• Dr. W. Craig Gilliam

Creating a Container for Robust Conversations

After 25+ years of working with businesses, community organizations, and congregations in

robust and sometimes difficult conversations and teaching in the field, the importance of creating and sustaining a container for conversations is essential. This article offers some components to consider when preparing for those robust conversations. Along with Gilliam and Associates, LLC (www.gilliamandassociates.com), Dr. Gilliam recently became a collaborative partner with the Wi2Co-Lab Team.

Having a strong container is essential to have robust, generative conversations, whether in businesses, communities, congregations, or other social contexts. I liken the container to an old alchemist’s flask. The flask uses the heat generated from the fire and loops it back on itself to

transform both the flask and the content. For the alchemical process, the container has to be robust and durable to hold the heat and transform the content. This image of the substantial container equates to people, conversation, and change, both individually and systemically.
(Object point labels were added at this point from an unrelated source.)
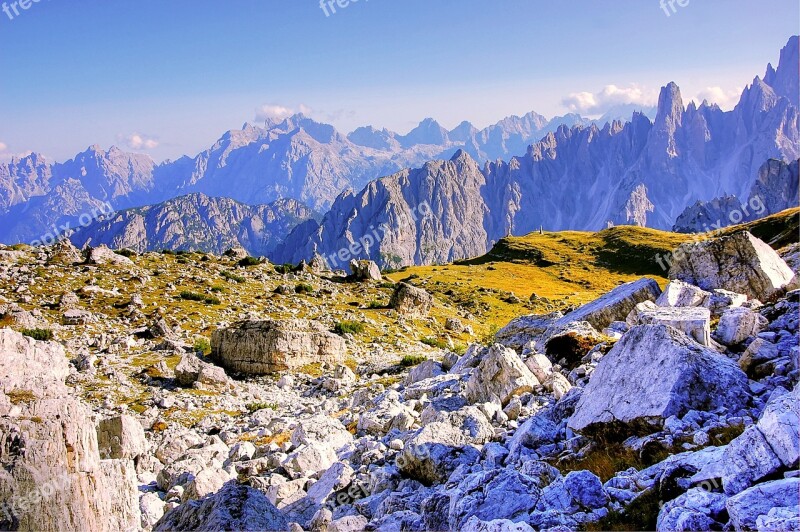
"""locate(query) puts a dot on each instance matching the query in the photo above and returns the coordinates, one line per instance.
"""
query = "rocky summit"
(190, 391)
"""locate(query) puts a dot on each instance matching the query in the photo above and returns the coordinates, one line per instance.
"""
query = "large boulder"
(615, 305)
(747, 507)
(103, 255)
(121, 437)
(54, 477)
(263, 347)
(524, 329)
(680, 294)
(365, 270)
(770, 446)
(695, 322)
(234, 507)
(411, 301)
(738, 324)
(500, 376)
(740, 263)
(653, 373)
(434, 452)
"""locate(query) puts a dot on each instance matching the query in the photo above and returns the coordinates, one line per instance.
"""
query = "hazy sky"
(168, 77)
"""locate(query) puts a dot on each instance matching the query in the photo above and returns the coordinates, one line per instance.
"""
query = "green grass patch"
(435, 342)
(249, 261)
(230, 276)
(349, 327)
(202, 346)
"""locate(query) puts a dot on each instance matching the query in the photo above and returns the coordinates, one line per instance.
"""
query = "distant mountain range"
(295, 158)
(519, 175)
(197, 222)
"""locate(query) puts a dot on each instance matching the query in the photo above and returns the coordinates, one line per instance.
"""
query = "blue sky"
(168, 77)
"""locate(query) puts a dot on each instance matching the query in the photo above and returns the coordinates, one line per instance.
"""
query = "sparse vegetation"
(233, 277)
(255, 407)
(202, 346)
(435, 342)
(18, 396)
(491, 332)
(409, 361)
(303, 288)
(248, 262)
(349, 327)
(192, 296)
(44, 335)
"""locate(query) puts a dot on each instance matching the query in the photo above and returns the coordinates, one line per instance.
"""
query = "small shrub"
(435, 342)
(351, 327)
(249, 261)
(255, 407)
(202, 346)
(39, 334)
(303, 288)
(409, 361)
(233, 277)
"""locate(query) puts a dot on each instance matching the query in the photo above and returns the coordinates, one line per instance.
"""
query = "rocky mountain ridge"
(693, 390)
(640, 173)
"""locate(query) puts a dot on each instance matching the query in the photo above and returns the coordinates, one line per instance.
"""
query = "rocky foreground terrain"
(188, 391)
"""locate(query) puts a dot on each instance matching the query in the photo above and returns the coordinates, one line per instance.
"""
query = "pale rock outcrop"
(500, 376)
(721, 300)
(740, 263)
(434, 452)
(121, 437)
(102, 255)
(748, 459)
(695, 322)
(263, 347)
(524, 329)
(615, 305)
(411, 301)
(365, 270)
(51, 450)
(234, 507)
(321, 429)
(680, 294)
(653, 373)
(697, 509)
(780, 424)
(738, 324)
(540, 366)
(748, 506)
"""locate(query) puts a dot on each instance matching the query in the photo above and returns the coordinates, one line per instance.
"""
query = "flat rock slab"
(694, 321)
(263, 347)
(740, 263)
(653, 373)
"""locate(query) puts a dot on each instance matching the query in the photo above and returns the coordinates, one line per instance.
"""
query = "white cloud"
(726, 99)
(139, 141)
(279, 112)
(610, 96)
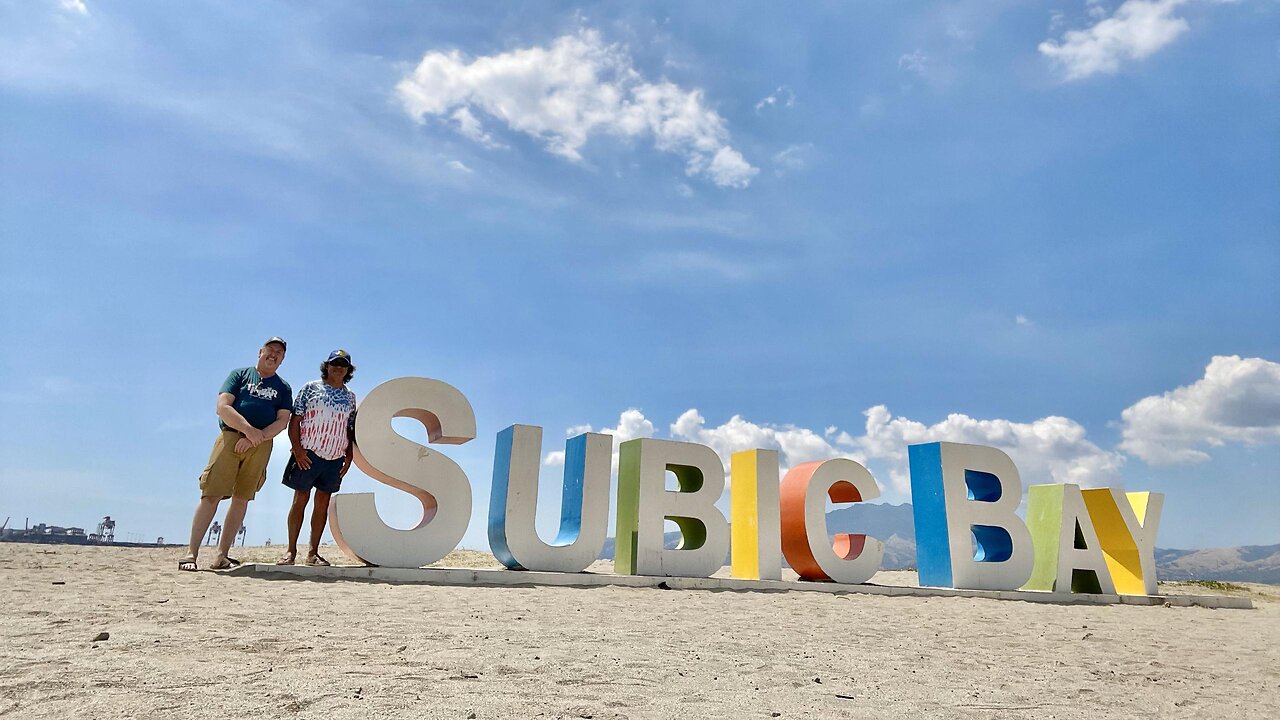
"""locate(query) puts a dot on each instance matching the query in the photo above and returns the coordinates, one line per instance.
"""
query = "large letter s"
(435, 481)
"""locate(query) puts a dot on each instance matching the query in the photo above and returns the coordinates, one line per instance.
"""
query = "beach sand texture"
(206, 645)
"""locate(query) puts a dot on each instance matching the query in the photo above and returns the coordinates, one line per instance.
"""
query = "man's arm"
(282, 420)
(228, 414)
(300, 454)
(351, 451)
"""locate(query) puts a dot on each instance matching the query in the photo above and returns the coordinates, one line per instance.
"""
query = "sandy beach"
(210, 645)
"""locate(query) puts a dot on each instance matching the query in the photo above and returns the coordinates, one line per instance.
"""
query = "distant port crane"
(106, 531)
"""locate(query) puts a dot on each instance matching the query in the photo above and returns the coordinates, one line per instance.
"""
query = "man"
(323, 432)
(252, 408)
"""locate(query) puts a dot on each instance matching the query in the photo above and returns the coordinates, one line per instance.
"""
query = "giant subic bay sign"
(965, 500)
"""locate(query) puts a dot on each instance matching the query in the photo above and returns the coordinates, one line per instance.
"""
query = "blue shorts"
(325, 475)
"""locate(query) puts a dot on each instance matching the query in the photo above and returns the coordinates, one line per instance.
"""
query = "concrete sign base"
(515, 578)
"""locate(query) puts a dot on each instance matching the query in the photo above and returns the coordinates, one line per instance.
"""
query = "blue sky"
(832, 229)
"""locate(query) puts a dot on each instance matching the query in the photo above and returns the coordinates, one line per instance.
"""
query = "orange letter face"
(851, 559)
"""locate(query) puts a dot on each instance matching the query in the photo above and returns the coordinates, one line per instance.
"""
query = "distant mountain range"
(895, 525)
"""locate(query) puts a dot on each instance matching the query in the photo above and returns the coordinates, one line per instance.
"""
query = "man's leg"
(205, 513)
(319, 516)
(231, 527)
(296, 511)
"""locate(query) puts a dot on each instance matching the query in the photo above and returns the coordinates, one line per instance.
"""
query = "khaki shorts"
(234, 474)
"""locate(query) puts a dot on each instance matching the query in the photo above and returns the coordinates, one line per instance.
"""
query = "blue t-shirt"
(257, 400)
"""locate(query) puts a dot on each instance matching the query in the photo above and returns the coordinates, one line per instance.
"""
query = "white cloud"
(631, 424)
(565, 94)
(76, 7)
(794, 443)
(914, 62)
(794, 158)
(470, 128)
(1046, 450)
(1238, 400)
(782, 96)
(1133, 32)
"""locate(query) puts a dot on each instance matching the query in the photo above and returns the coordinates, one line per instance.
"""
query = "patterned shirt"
(328, 415)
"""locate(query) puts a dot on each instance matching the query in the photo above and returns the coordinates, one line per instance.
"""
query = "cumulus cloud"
(1238, 400)
(631, 424)
(568, 91)
(73, 7)
(794, 158)
(914, 62)
(780, 98)
(1134, 31)
(1046, 450)
(794, 443)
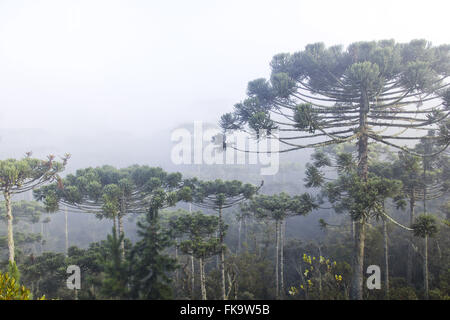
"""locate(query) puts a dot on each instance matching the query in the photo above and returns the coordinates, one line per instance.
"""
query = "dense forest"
(372, 191)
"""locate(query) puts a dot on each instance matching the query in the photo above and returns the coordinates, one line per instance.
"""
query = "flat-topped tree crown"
(18, 176)
(336, 95)
(219, 194)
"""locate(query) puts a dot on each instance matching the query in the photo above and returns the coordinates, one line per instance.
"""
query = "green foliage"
(150, 266)
(116, 270)
(10, 289)
(424, 226)
(320, 280)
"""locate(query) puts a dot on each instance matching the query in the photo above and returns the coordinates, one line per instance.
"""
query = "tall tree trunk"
(9, 217)
(222, 255)
(410, 254)
(277, 250)
(202, 278)
(115, 226)
(425, 268)
(386, 259)
(121, 232)
(239, 236)
(66, 230)
(358, 251)
(177, 271)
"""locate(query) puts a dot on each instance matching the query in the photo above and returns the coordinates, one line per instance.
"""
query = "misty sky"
(140, 67)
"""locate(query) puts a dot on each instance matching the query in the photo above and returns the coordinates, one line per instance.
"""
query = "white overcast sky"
(145, 66)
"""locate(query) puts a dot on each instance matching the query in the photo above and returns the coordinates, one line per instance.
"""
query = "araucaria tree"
(382, 92)
(201, 241)
(18, 176)
(279, 207)
(110, 193)
(219, 195)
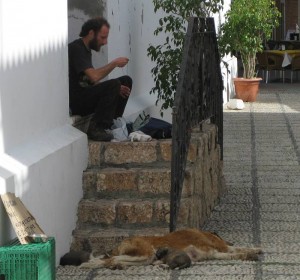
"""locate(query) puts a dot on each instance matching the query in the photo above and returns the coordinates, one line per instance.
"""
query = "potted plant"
(248, 23)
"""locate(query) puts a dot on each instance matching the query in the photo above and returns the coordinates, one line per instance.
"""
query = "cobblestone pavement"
(261, 206)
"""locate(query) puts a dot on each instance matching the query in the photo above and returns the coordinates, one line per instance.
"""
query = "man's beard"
(93, 45)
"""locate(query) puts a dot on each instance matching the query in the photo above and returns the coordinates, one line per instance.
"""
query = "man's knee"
(126, 81)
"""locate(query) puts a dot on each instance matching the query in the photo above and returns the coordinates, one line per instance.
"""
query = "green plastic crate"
(35, 261)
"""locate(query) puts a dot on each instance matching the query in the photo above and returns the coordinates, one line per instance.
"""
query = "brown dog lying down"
(196, 244)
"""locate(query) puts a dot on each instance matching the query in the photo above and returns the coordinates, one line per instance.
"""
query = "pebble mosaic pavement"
(262, 203)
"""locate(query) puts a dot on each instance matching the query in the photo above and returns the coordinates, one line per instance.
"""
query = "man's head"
(95, 33)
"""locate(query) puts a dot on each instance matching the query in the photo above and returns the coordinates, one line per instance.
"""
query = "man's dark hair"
(94, 24)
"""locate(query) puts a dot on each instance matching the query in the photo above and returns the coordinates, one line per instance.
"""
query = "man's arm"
(95, 75)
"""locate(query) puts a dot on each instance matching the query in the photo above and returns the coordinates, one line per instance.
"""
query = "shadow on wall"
(91, 8)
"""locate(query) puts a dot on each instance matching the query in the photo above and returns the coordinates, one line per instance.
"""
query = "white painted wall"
(41, 156)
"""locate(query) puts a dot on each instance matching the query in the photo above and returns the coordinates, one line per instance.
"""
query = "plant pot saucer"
(246, 89)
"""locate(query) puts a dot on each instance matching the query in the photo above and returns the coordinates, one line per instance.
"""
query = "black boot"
(97, 133)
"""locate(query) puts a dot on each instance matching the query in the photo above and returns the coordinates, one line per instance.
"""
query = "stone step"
(124, 153)
(117, 153)
(100, 241)
(133, 213)
(117, 182)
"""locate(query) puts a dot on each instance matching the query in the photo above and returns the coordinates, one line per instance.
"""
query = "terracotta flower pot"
(246, 89)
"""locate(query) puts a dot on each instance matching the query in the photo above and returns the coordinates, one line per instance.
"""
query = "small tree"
(168, 56)
(247, 25)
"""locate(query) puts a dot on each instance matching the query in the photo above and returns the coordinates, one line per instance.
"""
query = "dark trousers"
(103, 99)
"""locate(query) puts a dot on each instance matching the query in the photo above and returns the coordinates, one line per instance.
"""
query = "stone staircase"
(126, 190)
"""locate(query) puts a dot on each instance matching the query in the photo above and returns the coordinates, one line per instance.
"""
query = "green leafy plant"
(247, 24)
(168, 56)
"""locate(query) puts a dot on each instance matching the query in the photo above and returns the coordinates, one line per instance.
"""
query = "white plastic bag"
(119, 129)
(139, 136)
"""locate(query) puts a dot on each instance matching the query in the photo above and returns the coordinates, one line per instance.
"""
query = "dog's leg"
(125, 260)
(93, 263)
(235, 253)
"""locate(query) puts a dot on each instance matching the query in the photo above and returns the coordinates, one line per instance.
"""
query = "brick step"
(100, 241)
(149, 181)
(134, 213)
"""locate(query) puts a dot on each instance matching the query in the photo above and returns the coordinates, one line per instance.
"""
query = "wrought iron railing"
(198, 99)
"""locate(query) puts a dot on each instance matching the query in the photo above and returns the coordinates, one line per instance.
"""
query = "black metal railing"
(198, 99)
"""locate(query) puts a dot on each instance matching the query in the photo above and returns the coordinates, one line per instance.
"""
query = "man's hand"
(121, 61)
(124, 91)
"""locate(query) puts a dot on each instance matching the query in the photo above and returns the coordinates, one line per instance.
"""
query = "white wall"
(41, 156)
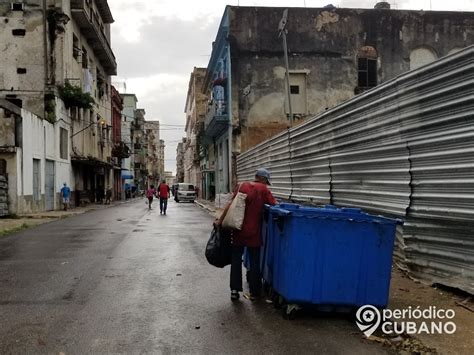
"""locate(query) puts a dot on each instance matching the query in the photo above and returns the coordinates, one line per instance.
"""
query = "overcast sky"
(158, 43)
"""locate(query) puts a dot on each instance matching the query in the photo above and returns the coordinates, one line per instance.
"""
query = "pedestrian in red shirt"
(258, 194)
(164, 194)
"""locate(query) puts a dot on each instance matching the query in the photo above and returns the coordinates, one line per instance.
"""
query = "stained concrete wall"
(41, 142)
(22, 52)
(324, 44)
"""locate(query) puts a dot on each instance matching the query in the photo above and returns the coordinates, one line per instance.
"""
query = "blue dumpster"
(328, 256)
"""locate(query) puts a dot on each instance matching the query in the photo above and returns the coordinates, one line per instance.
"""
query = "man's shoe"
(234, 295)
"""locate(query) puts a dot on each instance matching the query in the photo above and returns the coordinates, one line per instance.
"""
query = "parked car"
(185, 192)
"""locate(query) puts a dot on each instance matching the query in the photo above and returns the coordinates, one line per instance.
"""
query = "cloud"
(158, 43)
(166, 45)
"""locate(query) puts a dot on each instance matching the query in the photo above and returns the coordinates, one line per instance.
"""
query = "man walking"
(66, 195)
(164, 194)
(249, 236)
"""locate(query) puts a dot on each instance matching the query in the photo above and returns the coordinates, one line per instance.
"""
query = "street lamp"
(282, 33)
Whether in a business or other social context, imagine yourself creating a container as part of the preparation for difficult conversations. The size of the group can be two or 102 people. When people talk honestly and have diverse perspectives, heat is going to be generated out of passion. As such, the container has to be strong enough to hold the heat. Otherwise, it cracks or blows apart, potentially causing harm. Moreover, the negative emotions carry over to the rest of the workplace or community, damaging morale, trust, feelings of fairness, and engagement.

In contrast, if time and energy are utilized to create a stable container, instead of fracturing, the container holds the heat, which potentially transforms the participants, the content, the

relationships, the system, and the space between them. Thus, this article suggests some best

practices and strategies for creating robust containers for difficult conversations.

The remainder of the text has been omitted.